In a recent report by DWS Research, we learn how a proactive ESG regulation environment, driven by investor demand for increased transparency by asset management firms, has improved the overall measurement of ESG AM performance, and where standardization is still lacking.
Below we highlight a few key findings from the report:
- Sustained resiliency: Overall, ESG funds and indices have outperformed their parent benchmarks, and notably, ESG ETF equity flows proved to be considerably more resilient than their non-ESG ETF equity counterparts, a very positive characteristic in times of market turmoil.

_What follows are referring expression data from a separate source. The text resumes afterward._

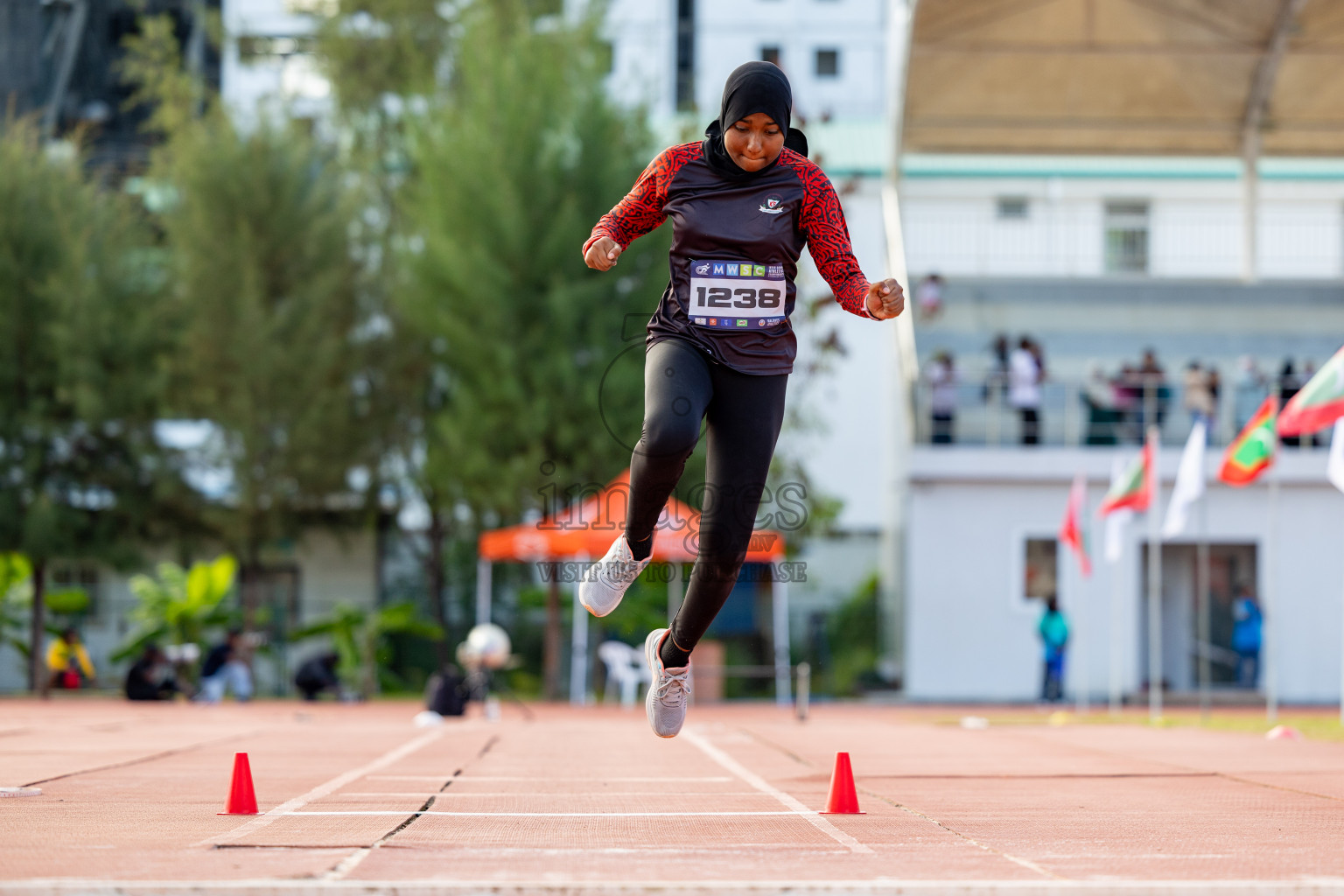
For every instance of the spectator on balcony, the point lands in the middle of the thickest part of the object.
(942, 396)
(929, 298)
(1199, 396)
(1101, 401)
(1248, 393)
(996, 382)
(1025, 375)
(1153, 393)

- ESG investments in 2019: In the United States, new money inflows into ESG mutual funds and exchange traded-funds hit a record high of US$20 billion, almost quadruple the number in 2018; in Europe, new inflows of €120 billion into European ESG funds has increased the total assets in European sustainable funds to €668 billion in 2019, 56% higher than that in 2018.
- Policy-led initiatives: Policy makers and regulators like the European Central Bank are forcing an ESG agenda, by addressing sustainability considerations within the central bank’s monetary policy framework. Their role in pushing through regulation will continue to determine the progress we see in ESG investing.

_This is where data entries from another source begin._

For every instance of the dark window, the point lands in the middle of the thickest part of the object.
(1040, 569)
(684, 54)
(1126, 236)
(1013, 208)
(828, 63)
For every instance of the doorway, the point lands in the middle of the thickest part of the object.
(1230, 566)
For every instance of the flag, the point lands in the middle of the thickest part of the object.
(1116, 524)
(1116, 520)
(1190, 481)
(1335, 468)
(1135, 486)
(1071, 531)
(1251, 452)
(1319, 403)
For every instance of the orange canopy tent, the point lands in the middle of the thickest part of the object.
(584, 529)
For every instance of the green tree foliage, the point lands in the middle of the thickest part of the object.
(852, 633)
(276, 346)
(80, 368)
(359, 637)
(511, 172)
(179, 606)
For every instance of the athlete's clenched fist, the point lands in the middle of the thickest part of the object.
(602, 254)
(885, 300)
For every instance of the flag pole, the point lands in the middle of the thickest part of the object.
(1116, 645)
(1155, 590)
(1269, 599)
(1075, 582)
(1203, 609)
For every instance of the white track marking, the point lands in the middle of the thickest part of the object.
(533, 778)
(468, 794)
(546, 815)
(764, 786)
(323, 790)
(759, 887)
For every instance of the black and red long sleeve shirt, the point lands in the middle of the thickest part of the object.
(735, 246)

- There are 3 main data obstacles when it comes to assessing firms’ credentials in respect of ESG KPIs: the first is whether ESG integration equates to financial integration, meaning ESG factors can have a material effect on investment decisions, the second is how proxy voting can be manipulated by asset managers to demonstrate more favorable results, and the third is the inconsistency of the inclusion of the ESG data sources used by firms as a base of information for ESG investing.
The DWS Research report highlights the need for asset managers and asset owners to continue their collaboration in establishing a dependable framework for ESG KPIs, and for regulatory bodies to maintain the imposed pressure on the industry to standardize ESG integration.